Some good news on the horizon. Assuming that ADM sees a profit for itself, they may even purchase the necessary Legislators to move it forward.

(PN is Philip New, the President of BP Biofuels. This is an interview from Technology Review.)

...But ethanol was not designed to be a fuel. No one sat down and said, "Let's create a biomolecule that will operate in engines." What happened was, people said ethanol can work in engines. As a lot of people are becoming aware, it's good, but it has some drawbacks. Butanol is, we think, an innovation that overcomes many of the drawbacks.

You shouldn't view butanol as being a competitor to ethanol. An ethanol plant can evolve into a butanol plant. And you can mix ethanol and butanol together, and it can actually help you use more ethanol.

So how is butanol better?

PN: The key way is higher energy density. Whereas ethanol is around about two-thirds the energy density [of gasoline], with butanol we're in the high eighties [in terms of percent].
It's less volatile [than ethanol]. It isn't as corrosive, so we don't have issues with it at higher concentrations beginning to eat at aluminum or polymer components in fuel systems and dispensing systems. And it's not as hydroscopic--it doesn't pick up water, which is what ethanol can do if you put it in relatively low concentrations.

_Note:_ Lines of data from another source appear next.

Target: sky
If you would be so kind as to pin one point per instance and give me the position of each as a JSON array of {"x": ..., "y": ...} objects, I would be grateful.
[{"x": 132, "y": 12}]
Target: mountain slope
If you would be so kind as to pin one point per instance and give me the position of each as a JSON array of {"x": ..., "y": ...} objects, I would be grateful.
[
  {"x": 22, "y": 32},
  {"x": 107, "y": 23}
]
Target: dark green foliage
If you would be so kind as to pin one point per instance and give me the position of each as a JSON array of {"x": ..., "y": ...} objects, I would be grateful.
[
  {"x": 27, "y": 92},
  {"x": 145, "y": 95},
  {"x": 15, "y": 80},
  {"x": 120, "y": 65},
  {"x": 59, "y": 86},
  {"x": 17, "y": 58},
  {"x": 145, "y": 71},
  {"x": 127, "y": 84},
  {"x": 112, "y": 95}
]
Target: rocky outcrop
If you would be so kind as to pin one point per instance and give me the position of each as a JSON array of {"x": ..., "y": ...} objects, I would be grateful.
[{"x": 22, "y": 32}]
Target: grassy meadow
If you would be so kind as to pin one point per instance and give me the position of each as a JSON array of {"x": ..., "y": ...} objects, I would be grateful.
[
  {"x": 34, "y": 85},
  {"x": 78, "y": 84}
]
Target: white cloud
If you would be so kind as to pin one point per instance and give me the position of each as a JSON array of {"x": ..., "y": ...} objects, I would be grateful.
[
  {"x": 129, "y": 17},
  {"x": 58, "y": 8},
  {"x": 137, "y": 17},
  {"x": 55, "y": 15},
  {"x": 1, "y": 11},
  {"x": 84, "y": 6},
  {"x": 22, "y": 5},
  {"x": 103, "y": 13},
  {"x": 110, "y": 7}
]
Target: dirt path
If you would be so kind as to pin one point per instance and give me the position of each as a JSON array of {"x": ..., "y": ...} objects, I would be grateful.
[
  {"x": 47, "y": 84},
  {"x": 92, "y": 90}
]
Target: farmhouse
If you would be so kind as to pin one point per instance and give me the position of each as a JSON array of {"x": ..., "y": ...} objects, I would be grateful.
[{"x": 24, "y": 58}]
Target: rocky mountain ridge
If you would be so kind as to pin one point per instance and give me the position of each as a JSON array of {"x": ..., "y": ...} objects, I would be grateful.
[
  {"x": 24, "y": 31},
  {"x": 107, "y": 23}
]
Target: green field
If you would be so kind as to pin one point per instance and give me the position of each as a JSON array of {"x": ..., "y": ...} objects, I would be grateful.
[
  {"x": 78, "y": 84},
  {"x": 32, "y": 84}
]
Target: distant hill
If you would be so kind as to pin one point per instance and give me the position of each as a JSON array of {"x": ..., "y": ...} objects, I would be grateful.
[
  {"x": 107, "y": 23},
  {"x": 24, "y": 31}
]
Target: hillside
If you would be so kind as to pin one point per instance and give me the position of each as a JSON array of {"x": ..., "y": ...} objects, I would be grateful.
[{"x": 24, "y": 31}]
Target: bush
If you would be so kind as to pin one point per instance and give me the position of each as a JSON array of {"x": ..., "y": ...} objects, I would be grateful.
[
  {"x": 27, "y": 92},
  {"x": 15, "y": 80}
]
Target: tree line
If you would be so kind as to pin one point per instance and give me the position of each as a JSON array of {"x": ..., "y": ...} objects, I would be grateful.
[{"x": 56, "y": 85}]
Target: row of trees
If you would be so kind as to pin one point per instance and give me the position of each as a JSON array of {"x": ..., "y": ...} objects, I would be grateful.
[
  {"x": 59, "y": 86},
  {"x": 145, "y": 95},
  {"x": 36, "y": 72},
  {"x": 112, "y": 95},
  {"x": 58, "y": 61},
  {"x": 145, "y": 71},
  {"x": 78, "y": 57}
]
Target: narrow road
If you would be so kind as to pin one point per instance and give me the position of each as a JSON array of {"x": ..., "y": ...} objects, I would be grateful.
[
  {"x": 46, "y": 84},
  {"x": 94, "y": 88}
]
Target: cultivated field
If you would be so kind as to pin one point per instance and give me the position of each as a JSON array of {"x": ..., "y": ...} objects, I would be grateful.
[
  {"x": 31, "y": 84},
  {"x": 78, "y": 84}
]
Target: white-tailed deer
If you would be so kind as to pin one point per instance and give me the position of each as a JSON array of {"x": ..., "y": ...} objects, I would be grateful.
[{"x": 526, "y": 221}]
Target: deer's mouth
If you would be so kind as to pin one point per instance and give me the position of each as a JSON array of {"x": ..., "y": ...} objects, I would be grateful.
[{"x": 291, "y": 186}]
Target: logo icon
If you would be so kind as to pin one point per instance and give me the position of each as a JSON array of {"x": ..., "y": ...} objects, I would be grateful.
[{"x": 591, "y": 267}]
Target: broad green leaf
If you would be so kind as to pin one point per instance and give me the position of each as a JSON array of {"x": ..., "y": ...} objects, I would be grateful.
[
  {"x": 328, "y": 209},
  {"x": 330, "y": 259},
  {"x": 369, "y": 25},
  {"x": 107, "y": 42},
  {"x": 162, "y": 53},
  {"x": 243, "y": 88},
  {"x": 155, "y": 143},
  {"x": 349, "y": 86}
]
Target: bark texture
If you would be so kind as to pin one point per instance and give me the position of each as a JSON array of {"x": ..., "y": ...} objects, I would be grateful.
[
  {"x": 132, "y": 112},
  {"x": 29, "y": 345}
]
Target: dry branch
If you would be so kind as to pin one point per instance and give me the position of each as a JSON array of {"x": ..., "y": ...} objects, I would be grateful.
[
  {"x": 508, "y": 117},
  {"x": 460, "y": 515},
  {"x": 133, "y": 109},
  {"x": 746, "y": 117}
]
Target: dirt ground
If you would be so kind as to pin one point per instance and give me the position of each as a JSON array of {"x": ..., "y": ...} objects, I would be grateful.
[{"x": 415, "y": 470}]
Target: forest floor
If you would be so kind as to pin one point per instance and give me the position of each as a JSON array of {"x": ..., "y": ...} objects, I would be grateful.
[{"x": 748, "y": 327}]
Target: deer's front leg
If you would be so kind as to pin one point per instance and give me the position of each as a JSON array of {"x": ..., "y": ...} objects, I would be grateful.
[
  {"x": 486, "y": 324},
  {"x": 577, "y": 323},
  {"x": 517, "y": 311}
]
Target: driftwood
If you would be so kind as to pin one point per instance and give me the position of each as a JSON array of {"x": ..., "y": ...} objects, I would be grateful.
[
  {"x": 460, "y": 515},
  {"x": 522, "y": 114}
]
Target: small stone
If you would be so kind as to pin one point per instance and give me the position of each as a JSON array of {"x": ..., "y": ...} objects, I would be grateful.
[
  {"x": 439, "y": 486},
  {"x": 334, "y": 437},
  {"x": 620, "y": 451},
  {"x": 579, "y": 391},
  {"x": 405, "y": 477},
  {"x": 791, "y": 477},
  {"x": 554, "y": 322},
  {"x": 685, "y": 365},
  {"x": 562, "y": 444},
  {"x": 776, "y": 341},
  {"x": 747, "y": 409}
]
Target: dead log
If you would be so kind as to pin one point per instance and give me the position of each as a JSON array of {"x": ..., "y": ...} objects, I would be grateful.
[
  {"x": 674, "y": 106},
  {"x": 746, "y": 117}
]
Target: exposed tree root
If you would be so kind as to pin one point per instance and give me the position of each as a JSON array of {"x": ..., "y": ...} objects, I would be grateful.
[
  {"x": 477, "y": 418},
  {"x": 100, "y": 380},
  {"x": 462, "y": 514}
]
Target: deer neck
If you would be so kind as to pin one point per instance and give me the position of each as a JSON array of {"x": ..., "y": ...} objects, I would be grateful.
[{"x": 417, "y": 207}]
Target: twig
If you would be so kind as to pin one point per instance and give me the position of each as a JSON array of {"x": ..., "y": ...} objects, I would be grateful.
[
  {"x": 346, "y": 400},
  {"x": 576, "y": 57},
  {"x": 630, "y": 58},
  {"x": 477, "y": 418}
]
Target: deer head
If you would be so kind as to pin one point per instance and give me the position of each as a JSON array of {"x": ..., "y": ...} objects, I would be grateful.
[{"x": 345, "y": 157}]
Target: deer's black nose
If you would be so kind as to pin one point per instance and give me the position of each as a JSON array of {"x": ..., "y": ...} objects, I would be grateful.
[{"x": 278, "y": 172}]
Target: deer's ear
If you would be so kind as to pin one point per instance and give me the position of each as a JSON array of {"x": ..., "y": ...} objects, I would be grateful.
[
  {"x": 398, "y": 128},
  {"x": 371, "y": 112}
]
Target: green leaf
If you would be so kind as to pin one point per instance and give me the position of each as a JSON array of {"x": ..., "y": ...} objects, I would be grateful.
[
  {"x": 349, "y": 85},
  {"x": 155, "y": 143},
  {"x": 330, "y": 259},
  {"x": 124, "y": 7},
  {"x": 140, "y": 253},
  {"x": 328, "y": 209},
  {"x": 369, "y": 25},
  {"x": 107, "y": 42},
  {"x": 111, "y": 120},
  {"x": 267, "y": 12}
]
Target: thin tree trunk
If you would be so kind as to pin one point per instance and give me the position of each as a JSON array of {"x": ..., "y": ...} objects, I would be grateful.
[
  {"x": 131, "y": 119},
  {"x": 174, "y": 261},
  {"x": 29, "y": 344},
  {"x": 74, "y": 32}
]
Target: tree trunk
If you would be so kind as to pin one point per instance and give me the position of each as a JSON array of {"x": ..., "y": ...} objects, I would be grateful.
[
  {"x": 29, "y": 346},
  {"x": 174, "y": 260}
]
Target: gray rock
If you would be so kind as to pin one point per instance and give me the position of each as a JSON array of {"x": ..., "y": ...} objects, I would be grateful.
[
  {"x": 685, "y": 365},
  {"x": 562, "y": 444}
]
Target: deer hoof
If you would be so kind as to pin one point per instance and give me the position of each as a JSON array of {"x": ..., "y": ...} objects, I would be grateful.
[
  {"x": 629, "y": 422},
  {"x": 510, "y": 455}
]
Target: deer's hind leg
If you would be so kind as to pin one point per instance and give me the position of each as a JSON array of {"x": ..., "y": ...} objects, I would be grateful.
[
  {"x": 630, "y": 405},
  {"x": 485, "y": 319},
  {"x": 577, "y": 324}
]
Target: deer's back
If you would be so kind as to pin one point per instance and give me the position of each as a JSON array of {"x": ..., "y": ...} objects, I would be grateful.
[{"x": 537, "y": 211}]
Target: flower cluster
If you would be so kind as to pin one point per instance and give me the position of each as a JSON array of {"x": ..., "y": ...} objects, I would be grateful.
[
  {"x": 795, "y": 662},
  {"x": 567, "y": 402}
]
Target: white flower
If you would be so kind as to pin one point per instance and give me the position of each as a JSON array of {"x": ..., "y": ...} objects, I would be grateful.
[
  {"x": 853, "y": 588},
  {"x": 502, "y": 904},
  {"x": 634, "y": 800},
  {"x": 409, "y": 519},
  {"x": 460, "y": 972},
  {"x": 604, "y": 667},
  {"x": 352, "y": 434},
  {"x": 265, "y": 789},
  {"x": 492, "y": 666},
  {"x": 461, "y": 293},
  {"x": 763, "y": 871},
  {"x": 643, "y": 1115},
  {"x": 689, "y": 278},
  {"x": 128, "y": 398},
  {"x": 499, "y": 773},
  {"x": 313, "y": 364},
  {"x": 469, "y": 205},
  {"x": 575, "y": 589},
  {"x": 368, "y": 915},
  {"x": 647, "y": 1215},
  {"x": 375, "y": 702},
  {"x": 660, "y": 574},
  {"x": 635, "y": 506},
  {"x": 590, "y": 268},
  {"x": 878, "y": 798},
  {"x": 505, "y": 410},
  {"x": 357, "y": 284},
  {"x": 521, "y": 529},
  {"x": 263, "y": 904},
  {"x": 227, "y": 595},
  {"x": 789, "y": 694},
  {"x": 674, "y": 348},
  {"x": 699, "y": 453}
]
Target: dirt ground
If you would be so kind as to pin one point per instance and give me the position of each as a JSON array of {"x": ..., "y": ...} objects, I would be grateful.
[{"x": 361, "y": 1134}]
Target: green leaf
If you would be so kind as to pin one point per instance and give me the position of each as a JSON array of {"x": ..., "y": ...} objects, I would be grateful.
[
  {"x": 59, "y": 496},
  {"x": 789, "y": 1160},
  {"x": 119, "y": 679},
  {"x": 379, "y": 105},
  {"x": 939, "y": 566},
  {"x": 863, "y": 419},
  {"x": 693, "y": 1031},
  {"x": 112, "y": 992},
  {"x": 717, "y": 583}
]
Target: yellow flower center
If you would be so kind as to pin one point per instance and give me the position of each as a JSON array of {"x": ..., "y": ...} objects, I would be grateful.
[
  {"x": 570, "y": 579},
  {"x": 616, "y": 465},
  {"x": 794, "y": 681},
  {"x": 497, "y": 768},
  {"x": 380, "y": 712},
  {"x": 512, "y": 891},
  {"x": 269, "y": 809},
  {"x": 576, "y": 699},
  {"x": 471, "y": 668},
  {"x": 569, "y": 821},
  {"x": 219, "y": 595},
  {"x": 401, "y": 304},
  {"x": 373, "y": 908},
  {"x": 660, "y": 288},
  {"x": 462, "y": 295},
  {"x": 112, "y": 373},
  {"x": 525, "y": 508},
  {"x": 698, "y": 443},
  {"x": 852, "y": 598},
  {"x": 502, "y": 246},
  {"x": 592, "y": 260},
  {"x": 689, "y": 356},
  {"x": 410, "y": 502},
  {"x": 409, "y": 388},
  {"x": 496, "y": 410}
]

So we can put it through pipelines
.


...You can make butanol with exactly the same stuff you use to make ethanol. We can make it from sugar, we can make it from corn, we can make it from sugar beets. Any sugar-starch that's going into the fermentation of ethanol you can [use to] make butanol.

Ethanol today depends heavily on government subsidies. How economical is butanol?

PN: I'm not sure that it needs too much specific help. What I'd ask for more is a level playing field. For example, a transition away from subsidizing biofuels on the basis of volume towards subsidizing on the basis of energy content would represent a level playing field. By subsidizing volume, you're effectively supporting less-energy-efficient alternatives.

Upshot? Butanol's about 3-5 years out.